The Greeks were among the world’s first literate populations beginning about 2,000 B.C., although reading was far from widespread.
In the next few centuries, both Greek and Roman men, women and even slaves became literate. Sappho was one of the earliest female literary leaders.
However, reading frequently has been frowned on, and not just for women. The Greek verb anagignosko, depending on the dialect, can mean “I convince or persuade” as well as “I read,” which might be why men through the centuries felt that women might, if taught to read, misinterpret their reading to their own interests, leading to misguided views on marriage or morals.
Even Plato viewed literacy with deep suspicion. He trusted the spoken word more than the written, which in his mind could more easily be misinterpreted.
Thus it went through the ages: they could; they couldn’t; they should; they shouldn’t. The Bible as it evolved was less encouraging of women’s literacy and warned of things they should not know.

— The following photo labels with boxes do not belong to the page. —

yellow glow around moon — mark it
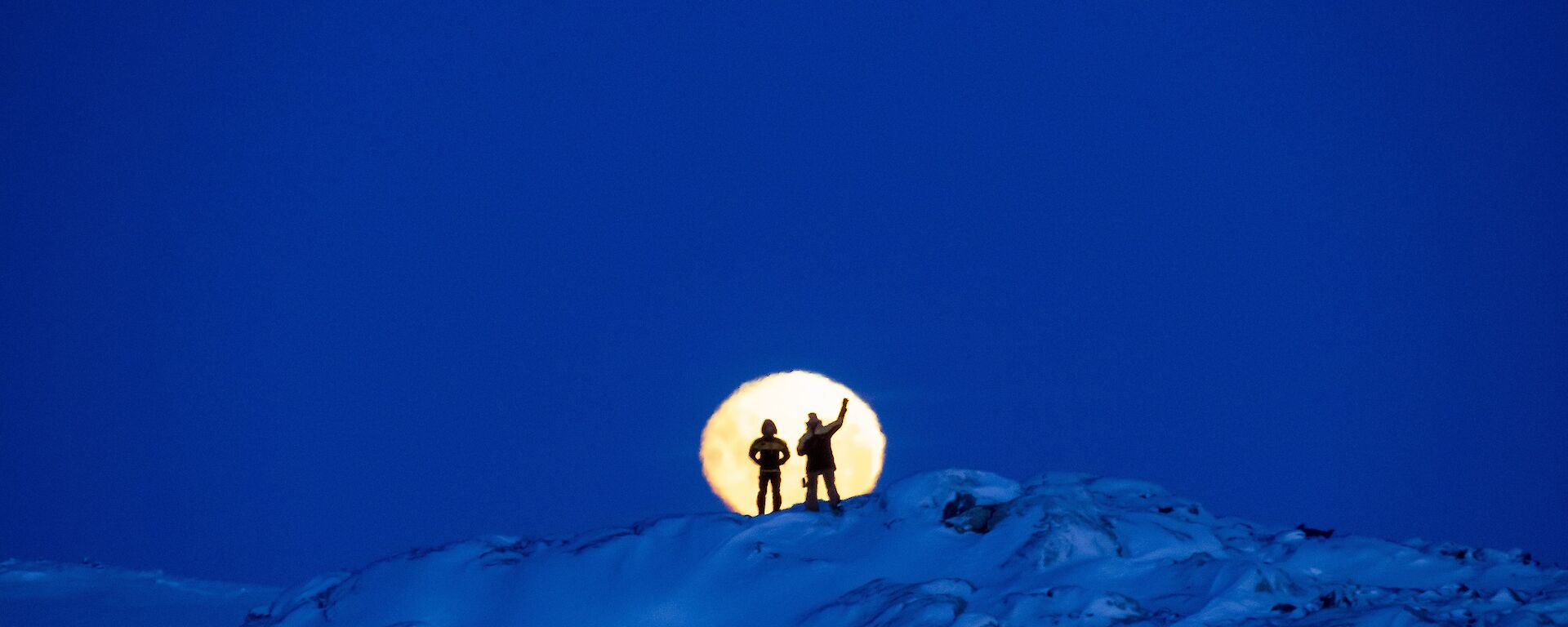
[702,370,888,514]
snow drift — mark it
[245,470,1568,627]
[0,559,281,627]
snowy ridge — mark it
[246,470,1568,627]
[0,559,279,627]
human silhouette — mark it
[746,420,789,516]
[795,398,850,511]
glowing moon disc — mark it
[701,370,888,514]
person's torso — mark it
[751,436,789,470]
[806,434,834,472]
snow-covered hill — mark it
[246,470,1568,627]
[0,559,281,627]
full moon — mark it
[701,370,888,514]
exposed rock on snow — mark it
[238,470,1568,627]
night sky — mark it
[0,2,1568,585]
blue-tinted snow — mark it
[238,470,1568,627]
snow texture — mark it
[0,559,281,627]
[235,470,1568,627]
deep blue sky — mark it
[0,2,1568,583]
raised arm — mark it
[817,398,850,436]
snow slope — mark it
[0,559,281,627]
[246,470,1568,627]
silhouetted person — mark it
[746,420,789,516]
[795,398,850,511]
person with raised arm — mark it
[795,398,850,513]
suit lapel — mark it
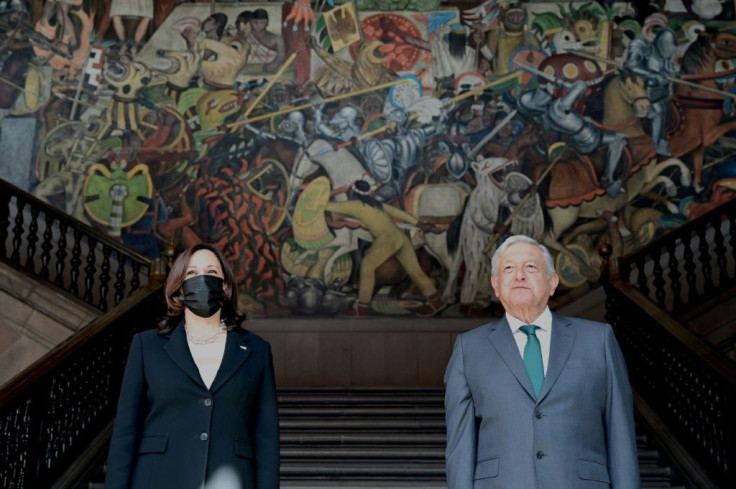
[210,331,251,394]
[164,324,207,389]
[539,314,575,400]
[488,317,534,399]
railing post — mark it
[0,190,11,258]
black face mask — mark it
[181,275,225,318]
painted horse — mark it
[538,72,690,270]
[667,32,736,191]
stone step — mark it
[281,446,445,463]
[279,406,445,419]
[279,418,445,433]
[281,433,445,447]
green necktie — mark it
[519,324,544,397]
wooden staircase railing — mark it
[0,180,164,489]
[0,180,164,312]
[601,196,736,487]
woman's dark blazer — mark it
[105,325,279,489]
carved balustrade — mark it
[0,283,163,489]
[603,196,736,487]
[0,180,154,312]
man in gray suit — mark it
[445,236,640,489]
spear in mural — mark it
[572,51,736,99]
[243,50,299,119]
[309,71,521,158]
[220,78,411,128]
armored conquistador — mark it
[519,78,626,197]
[624,28,677,155]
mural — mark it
[0,0,736,317]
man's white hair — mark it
[491,234,557,278]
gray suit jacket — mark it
[445,314,640,489]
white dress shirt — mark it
[506,307,552,375]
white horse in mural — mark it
[289,138,466,282]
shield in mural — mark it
[83,161,153,236]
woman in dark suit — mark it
[105,244,279,489]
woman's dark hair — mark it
[158,244,245,335]
[205,12,227,38]
[240,10,253,29]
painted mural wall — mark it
[0,0,736,317]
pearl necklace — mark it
[184,319,227,345]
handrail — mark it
[618,199,736,315]
[0,180,161,312]
[0,283,164,489]
[601,196,736,487]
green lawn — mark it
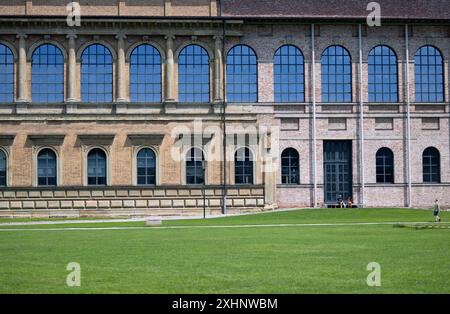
[0,209,450,293]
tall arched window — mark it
[227,45,258,102]
[414,46,444,102]
[186,148,205,184]
[87,148,107,185]
[376,147,394,183]
[281,148,300,184]
[37,148,57,186]
[274,45,305,102]
[130,44,161,102]
[422,147,441,183]
[31,44,64,103]
[369,46,398,102]
[234,147,253,184]
[0,44,14,102]
[322,46,352,102]
[178,45,209,102]
[81,44,113,102]
[137,148,156,185]
[0,149,8,186]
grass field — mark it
[0,209,450,293]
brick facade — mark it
[0,0,450,216]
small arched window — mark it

Christianity fluctuated through the centuries from restrictions on learning for women to encouraging it in order to save their souls. Today, as author and Oxford scholar Belinda Jack notes, some sects again are restrictive of women’s reading lest it demoralize them and turn them from the way of God.
Jack says Ovid would have argued that it is not the author who is the guardian of morals, it is the responsibility of the reader.
The early Muslims encouraged literacy and learning among women because of the excellent example set by Muhammad’s wives. That said, today’s fundamentalist Islamic sects in the Middle East, parts of Asia and Africa have the highest percentage of illiterate females and strictures on schooling for them.
Jack notes that censorship, when aimed at outlawing a certain book, never fared well because people found ways around it. Modern methods of censorship such as the control of media and blocking of the Internet have been unfortunately more successful and damaging.
In her discursive reflections on women and their reading or lack thereof through time, Jack displays the many and varied female literary luminaries. She introduces the reader to female authors who have contributed greatly over many centuries to both literature and the advancement of women’s opportunities and experiences.
In this way she adds amazing depth to what seems an overly simplistic title. Jack sees the future of reading both for women and for men as an ongoing evolution just as, she notes, is the challenging relationship between men and women.